If a ray pass through a body that refracts it from its original course, it will go on when it has got through, in a line parallel with its first direction.
Thus, let A B be a thick piece of glass, and C D, a ray of light passing through it, which would be refracted from c to d; C c would be exactly parallel to d D, and the point C would be seen from D as if it were at E.
If you think a little upon this, you will see that nothing is necessary to account for objects appearing nearer to a given point at one time than another, or objects upon the earth appearing high up in the air, except different degrees of refraction. Thus in the instance of the coast of France seeming to approach Hastings, it is evident that the effect would be produced by an extraordinary degree of refraction in a stratum of air over the sea, through which the rays of light producing vision must come.
The explanation will be the same as that of the diagram of the rising sun in a former page; if the ray from A took the direction D, as under ordinary circumstances it would do, it is evident that a spectator at C would see nothing. But instead of this, the ray was refracted near the middle to the point C, which represents the town of Hastings, and therefore the object A appeared as if it had been placed at B. You shall now hear what causes are likely to alter the refracting power of the air at times.

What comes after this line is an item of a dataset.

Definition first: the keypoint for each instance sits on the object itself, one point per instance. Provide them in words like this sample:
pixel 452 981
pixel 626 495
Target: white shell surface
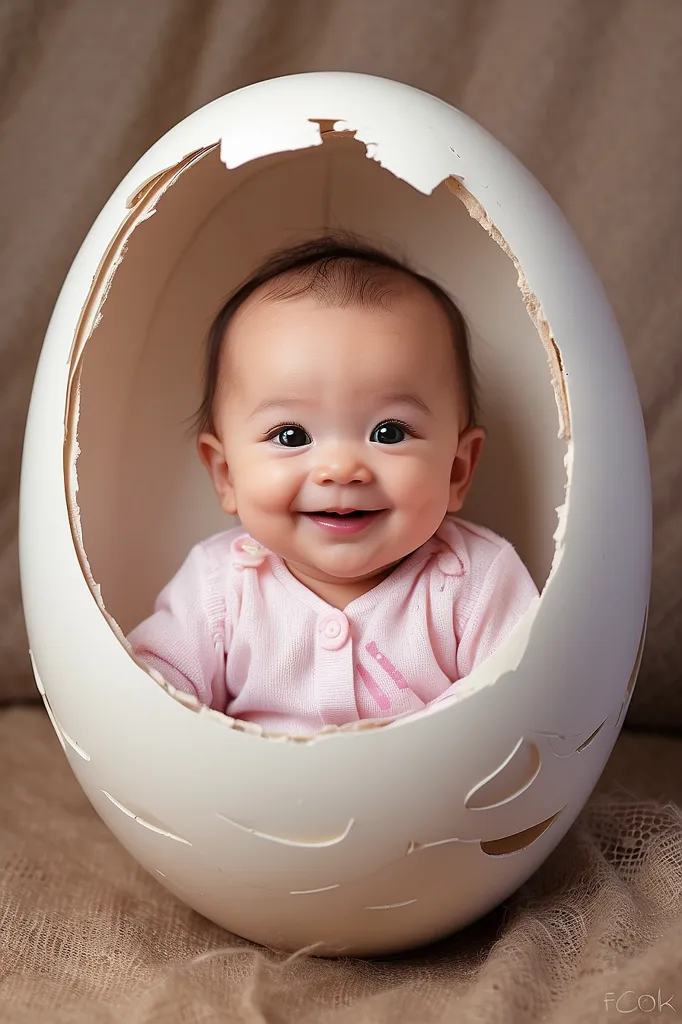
pixel 368 841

When air, water, or any other substance, is made hot, it becomes rarified, and its refracting power is thereby diminished. Have you ever watched, while you have been on one side of a stove, or of any heated body, the appearance of things on the other side through the air above it? If so, you must have seen how strangely they seem to tremble. Now this is caused by a stream of irregularly heated air rising from the stove, and enabling you every instant to see the things beyond it more nearly in their true position than you can through air of the ordinary temperature.
If you look through a magnifying glass at distant objects, they will appear upside down. You may learn why this takes place from books on optics. The same effect is produced by rays passing through a medium which becomes gradually denser, instead of suddenly passing from one state to another. Thus, if you take a square glass bottle and put some clear syrup into it, and then carefully pour water on the top of that, anything, such as a written or printed line, seen through the space where the liquids are mixing, will appear inverted.
Again, if you take a tin tube full of water, stopped with a piece of plain glass at each end, warm the middle of the tube, and then look at one end, you will see an object at the other end, if held at a proper distance, magnified, and distant objects turned upside down, just as they would be by a convex lens. If, on the contrary, you cool the middle of the tube, by applying ice to it, the same ensues as by using a concave lens. If a space of cold air be between two spaces of hot air, or the contrary, a space of hot air be between two spaces of cold air, the effects would be the same, only they could not be produced in so small a compass as they could with water. The space where the two different temperatures were gradually mixing, would influence the rays of light in the same manner as a lens on a very large scale.